Dünya jandarması pozundaki ABD'nin yaptığı yanlışın BM platformlarında yüzüne vurulması yani karizmasının çizilmesi, az bir gelişme değildi. Bu gelişmenin arka planında Türkiye'nin gayretlerinin büyük payı olduğu, onların da malumu tabii ki...
Suriye'nin kuzeyinde bir terör koridoru daha doğrusu düpedüz bir terör devleti oluşturma hayallerine de son verdi Türkiye. Bir NATO ülkesi olarak, ittifakın diğer bir üyesine yönelik tehditlere karşı durması gerekirken, bizzat tehdit oluşturmaya soyunan ABD, unutamayacağı dersler aldı.
ABD'nin bölge ülkelerinden bazıları ile oluşturduğu kirli ittifaka dahil olmayan Türkiye, uluslararası kurallara ve teamüllere aykırı gelişmelere de bizzat mani oluyor artık.
Cumhurbaşkanımız Recep Tayyip Erdoğan'ın 'Dünya Beşten Büyüktür' çıkışının, artık dünya çapında karşılığını bulmaya başladığı söylenebilir rahatlıkla.
İşin güzel taraflarından birisi, Türkiye'nin attığı her adımın objektif gerçeklere ve uluslararası kriterlere de uygun olması.
'Güçlüyüm, o halde her istediğimi yaparım' diyenler, kim olurlarsa olsun karşılarında öncelikle Türkiye'yi buluyor.
ABD'nin derdi bir değil, yani. Birçok problemin ifade aracı olarak seçildiği anlaşılan Brunson'la alakalı taleplerini kabul etmemiz durumunda, ABD'lilerin yeni taleplerle karşımıza çıkacakları da kesin... Taviz başladı mı durmaz çünkü...

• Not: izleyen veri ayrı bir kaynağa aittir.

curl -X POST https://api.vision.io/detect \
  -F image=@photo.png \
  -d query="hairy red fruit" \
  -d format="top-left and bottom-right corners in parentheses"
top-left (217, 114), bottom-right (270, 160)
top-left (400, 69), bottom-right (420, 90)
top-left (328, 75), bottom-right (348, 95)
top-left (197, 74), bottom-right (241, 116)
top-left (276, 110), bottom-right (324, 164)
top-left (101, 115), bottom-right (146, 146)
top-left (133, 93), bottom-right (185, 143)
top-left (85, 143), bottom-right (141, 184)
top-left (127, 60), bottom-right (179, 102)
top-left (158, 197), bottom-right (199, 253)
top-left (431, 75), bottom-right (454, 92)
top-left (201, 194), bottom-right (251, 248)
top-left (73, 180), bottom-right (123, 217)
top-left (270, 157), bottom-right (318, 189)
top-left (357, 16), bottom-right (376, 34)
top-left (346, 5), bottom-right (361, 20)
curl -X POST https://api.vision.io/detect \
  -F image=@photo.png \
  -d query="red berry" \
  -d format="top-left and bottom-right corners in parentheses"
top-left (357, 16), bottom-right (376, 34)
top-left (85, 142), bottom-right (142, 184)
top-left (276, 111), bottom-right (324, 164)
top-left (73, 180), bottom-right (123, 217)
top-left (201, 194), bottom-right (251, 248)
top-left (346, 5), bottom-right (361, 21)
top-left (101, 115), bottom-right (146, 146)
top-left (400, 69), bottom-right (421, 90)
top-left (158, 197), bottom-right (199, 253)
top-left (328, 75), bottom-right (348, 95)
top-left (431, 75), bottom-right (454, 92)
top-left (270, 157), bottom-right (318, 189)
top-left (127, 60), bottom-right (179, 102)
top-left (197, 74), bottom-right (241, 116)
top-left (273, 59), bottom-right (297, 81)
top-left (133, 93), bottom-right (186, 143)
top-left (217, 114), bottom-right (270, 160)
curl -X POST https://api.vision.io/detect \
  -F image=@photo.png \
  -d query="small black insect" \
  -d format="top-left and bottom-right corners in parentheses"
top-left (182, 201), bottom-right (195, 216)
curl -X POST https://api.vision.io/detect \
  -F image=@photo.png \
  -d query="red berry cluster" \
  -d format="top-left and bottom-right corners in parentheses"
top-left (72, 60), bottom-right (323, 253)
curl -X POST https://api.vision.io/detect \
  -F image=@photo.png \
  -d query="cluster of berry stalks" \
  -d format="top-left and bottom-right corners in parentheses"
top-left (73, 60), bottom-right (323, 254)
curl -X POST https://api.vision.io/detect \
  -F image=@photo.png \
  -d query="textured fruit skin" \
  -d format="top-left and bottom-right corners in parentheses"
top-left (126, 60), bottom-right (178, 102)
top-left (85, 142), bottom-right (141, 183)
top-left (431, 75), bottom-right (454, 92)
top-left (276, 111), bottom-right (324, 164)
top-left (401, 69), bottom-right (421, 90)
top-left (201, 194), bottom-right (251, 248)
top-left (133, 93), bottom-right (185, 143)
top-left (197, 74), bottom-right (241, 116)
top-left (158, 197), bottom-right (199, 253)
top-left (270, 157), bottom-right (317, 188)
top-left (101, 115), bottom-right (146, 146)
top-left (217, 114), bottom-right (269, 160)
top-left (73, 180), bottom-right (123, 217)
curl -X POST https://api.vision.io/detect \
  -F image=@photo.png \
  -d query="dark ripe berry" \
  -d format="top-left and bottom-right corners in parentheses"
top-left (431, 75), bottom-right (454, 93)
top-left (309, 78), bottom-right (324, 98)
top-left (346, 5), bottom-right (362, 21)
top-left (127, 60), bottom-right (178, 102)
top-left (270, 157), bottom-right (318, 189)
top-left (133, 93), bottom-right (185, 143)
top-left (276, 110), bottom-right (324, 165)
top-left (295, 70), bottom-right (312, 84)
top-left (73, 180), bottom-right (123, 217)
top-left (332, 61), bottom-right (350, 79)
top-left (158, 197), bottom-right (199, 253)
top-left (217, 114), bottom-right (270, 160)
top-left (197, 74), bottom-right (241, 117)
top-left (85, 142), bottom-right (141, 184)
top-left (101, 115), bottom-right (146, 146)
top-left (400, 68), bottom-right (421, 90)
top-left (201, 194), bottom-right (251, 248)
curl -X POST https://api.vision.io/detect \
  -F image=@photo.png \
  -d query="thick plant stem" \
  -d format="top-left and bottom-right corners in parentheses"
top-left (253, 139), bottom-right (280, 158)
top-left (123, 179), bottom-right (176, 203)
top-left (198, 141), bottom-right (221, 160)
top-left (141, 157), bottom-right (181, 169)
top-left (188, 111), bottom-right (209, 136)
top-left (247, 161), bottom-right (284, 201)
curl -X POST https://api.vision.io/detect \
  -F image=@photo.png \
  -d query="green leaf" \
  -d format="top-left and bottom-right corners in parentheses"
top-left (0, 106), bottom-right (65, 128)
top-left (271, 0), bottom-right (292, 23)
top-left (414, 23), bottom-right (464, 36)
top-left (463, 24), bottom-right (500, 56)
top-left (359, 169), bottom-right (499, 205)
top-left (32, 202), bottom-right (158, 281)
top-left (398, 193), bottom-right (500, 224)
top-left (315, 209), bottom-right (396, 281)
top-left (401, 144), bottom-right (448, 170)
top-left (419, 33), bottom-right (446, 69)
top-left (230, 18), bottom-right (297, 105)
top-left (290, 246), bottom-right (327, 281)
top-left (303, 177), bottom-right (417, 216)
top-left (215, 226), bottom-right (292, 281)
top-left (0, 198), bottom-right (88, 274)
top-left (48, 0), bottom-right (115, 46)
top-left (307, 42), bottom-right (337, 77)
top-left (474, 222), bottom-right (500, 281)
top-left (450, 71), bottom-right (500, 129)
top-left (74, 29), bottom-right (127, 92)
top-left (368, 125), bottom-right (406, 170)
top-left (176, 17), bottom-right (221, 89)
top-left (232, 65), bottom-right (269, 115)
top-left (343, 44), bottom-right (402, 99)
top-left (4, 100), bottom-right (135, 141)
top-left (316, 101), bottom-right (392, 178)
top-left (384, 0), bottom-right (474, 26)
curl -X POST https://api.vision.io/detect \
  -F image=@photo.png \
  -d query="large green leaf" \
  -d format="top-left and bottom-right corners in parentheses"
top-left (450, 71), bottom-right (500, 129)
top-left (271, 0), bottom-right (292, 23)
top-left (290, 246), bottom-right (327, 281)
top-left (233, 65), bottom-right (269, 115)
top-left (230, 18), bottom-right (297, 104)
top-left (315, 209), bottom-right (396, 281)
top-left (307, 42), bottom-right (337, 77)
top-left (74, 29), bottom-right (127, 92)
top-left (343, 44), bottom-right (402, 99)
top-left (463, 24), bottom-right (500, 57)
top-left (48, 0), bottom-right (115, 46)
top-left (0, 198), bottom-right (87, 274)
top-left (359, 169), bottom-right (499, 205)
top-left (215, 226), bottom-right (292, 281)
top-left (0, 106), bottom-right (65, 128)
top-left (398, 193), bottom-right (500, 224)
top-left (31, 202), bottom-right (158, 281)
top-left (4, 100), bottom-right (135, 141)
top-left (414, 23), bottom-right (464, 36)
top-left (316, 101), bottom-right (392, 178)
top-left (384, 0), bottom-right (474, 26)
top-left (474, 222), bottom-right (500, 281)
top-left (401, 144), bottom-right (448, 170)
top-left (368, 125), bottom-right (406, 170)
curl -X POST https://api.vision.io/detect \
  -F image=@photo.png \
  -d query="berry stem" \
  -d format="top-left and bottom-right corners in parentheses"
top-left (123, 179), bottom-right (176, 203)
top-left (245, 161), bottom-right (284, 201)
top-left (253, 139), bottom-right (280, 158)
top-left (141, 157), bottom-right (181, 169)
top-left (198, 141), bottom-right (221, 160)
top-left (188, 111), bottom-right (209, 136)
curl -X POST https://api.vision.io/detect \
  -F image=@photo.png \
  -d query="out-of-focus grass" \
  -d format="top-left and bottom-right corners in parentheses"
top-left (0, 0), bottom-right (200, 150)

Eğer yüz bulabilirlerse, Brunson'dan resmi olarak özür diletmeye çalışabilir, Brunson'un ya da yerine gelecek kişinin melanetlerini serbestçe devam ettirmesine göz yummamızı bile isteyebilirler...
'Etkin' Türkiye...
Farkında olmamız gereken en önemli hususlardan birisi, Türkiye'nin sadece içeride değil uluslararası alanda ciddi aşamalar kaydettiği. Eskinin dışarıdan esen rüzgarlara göre şekil alan ülkesinin yerinde şimdi dışarıda rüzgarlar estiren bir Türkiye var.
ABD'li yetkililerin, tam da Johannesburg'daki BRICS Liderler Zirvesi sırasında, Evangelist Rahip Brunson bahanesiyle heyheylenmeleri, yapabilecek başka şey bulamamış olmalarından.
Ülkemizin BRICS ya da Şanghay İşbirliği Örgütü'ne üye olması, ABD'liler için kesinlikle arzu edilmeyen bir şey, bu belli. Ancak bunu ifade etmek için buldukları yol, kafalarının hala eskisi gibi çalıştığının gösteriyor.
'Sırtına vur, ağzından lokmasını al' modundaki Türkiye'nin geride kaldığını, Yeni Türkiye'nin eskinin bütün vesayet mekanizmalarını çöpe attığını anlamamış gibiler...
S-400 meselesi, aslında bütün olup bitenlerin bir tür özeti gibi. İhtiyacımız olan füze sistemlerini bize satmıyor, başka yerden almamızı da engellemeye çalışıyorlar.
F-35'le ilgili gelişmeler bir başka vahamet. Üretimine ortak olduğumuz bir uçağı vermemek için yollar arayıp duruyorlar.
Rahip Brunson meselesinin adli bir mesele olduğunu bildikleri halde, mahkemelerimizi yok saymaya çalışmaları da, böyle bir şey...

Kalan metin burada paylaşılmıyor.